Раскачивающийся ритм, вечный «чижик пыжик», обряд. Который если и не должен ввести человека в транс (хотя и это должен: сам поэт туда впадает, рифмуя — ой с — ой), то все равно показать: вот он, твой переход на следующую ступень. Стихи — это всегда следующая ступень, даже если вдруг оказывается, что ступеньки стали складываться и ползут под металлические неострые зубья: выяснилось, ты ехал на эскалаторе.
Неслучайно стихи многие люди читают занудным голосом. Так и жрецы читают свои мантры. Стихи — это магия. Даже если это магия волшебника-неудачника.
…Недавно я прочел где-то в Сети историю. В американском маленьком городке до сих пор живет немолодая женщина. Ей где-то под шестьдесят, дети давно выросли, с мужем она разошлась, и вот на одном дежурном обследовании врач определяет у нее неожиданный рак четвертой степени. В принципе, можно было попробовать химию, но надежд на хороший исход мало, остался один год. (Даже собирается консилиум — и все равно объявляют: четвертая стадия.)
И тогда женщина совершает странное.
Она возвращается от врачей домой, звонит детям и говорит: «Я никогда нигде не была, кроме Мексики и Канады. Мучать себя химией я не буду. Я продам дом и уеду в путешествие». Дети, понятно, возмущены, но она все равно поступает по-своему.
Она уезжает в Европу, живет в Риме, в Венеции — где захотелось. И везде тратит свои деньги, полученные за дом.
Но через полгода с удивлением замечает, что ее здоровье совсем не ухудшилось.
Тогда она возвращается на родину, поселяется у подруги (дом-то продан), идет к врачу — и тут выясняется, что никакого рака нет.
Ошиблись в диагнозе: то, что приняли за новообразование, — это зарубцевавшиеся очаги воспаления. То есть она больна, но не терминальной стадией рака, а вполне излечимо. Я не знаю, придумана эта история или реально была, — но она потрясающая.
Жизнь разрушена, с детьми ссора, в памяти — ненужные и неприятные теперь картинки Рима и Венеции.

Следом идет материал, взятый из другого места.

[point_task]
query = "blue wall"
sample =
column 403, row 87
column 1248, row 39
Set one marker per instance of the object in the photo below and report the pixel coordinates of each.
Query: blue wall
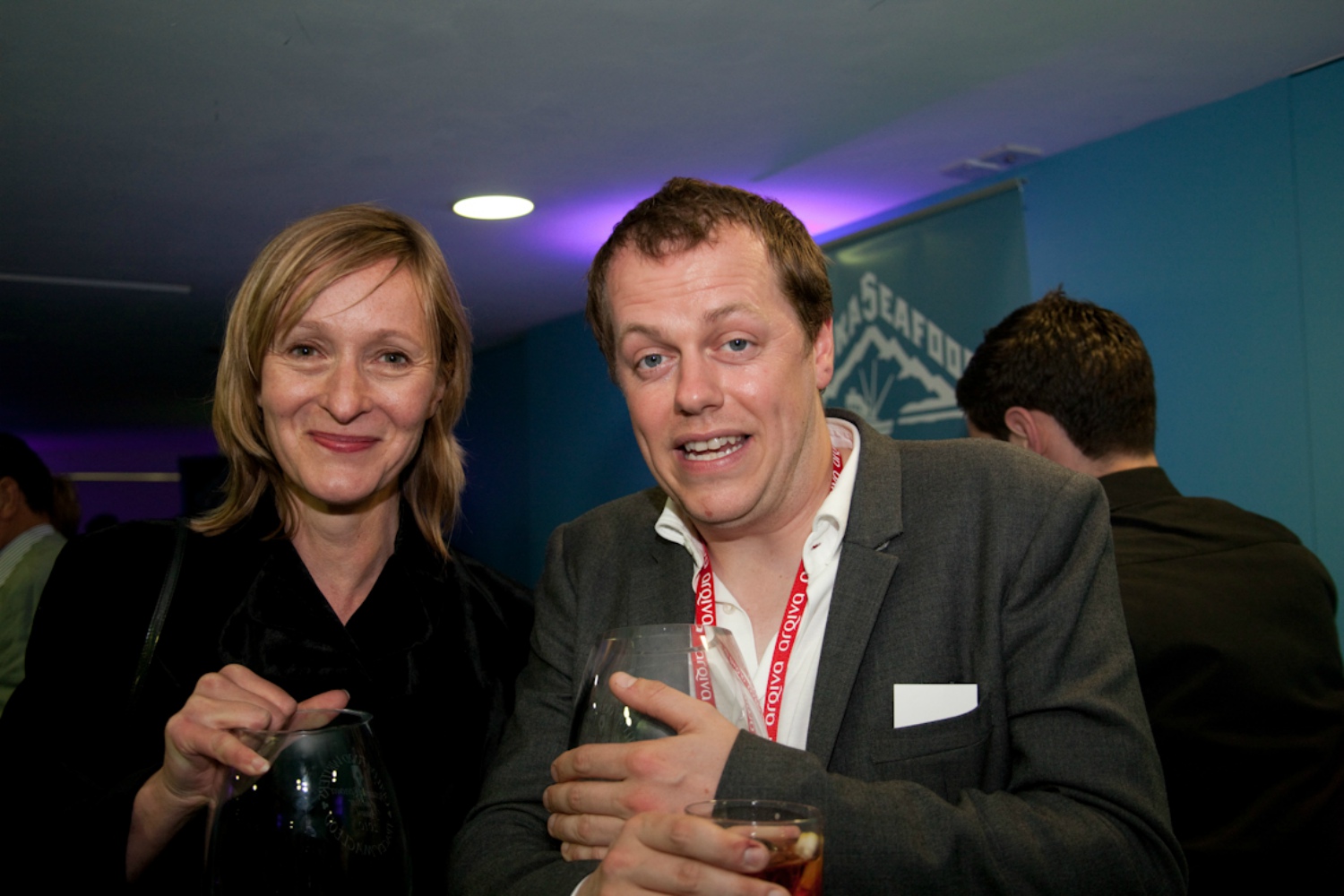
column 1218, row 233
column 547, row 438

И вот наступило молчанье. И снова рекой потекло, Как будто второе дыханье, От рук твоих это тепло. Отдать им грехи и потери И слезы ночные отдать? Но юности нет, чтобы верить. И жалости нет, чтобы лгать.
Это опять Чуковская.
Что бы, интересно, могла сказать на все это Лидия Корнеевна, если бы эту историю узнала? Что жалости нет, чтобы лгать? Что каждая жизнь заканчивается у разбитого корыта? Что каждый имеет право попрощаться со своей жизнью, даже если она потом не кончится?
…В 1976 году Чуковская записала (умерла она в 1996-м, а за два года до записи была исключена из Союза писателей):
У меня нет способности чувствовать старость. Я много в жизни болела, помирала и снова оживала; вот я и чувствую: болит сердце? не болит сердце? а старость? Во-первых, мне кажется, возраст — вещь постоянная (у каждого человека — свой); во-вторых, я не умею почувствовать старость как утрату, всего лишь как утрату чего-то, не как приобретенье. Затем, старость ведь гораздо крепче, защищеннее молодости и детства; в детстве-то мы уж совсем беззащитны. В молодости обиды непереносимы; в старости, мне кажется, я любую обиду могу перенести, не разрушась, и дурно будет тем, кто меня обидит, а не мне. В детстве же и в молодости я от любого ветерка валилась с ног. Привычка, что ли, вырабатывается выстаивать — как, например, не плакать? В детстве и юности я была ужасная плакса. И потом, ведь к старости, наконец, понимаешь, кто ты: рубанок, молоток ли, гвоздь. А в молодости ничего о себе не знаешь…
Кстати, чем она себя в старости воспринимала? Рубанком, гвоздем, молотком? Доской? (Так никогда и не увидевшей Венеции.)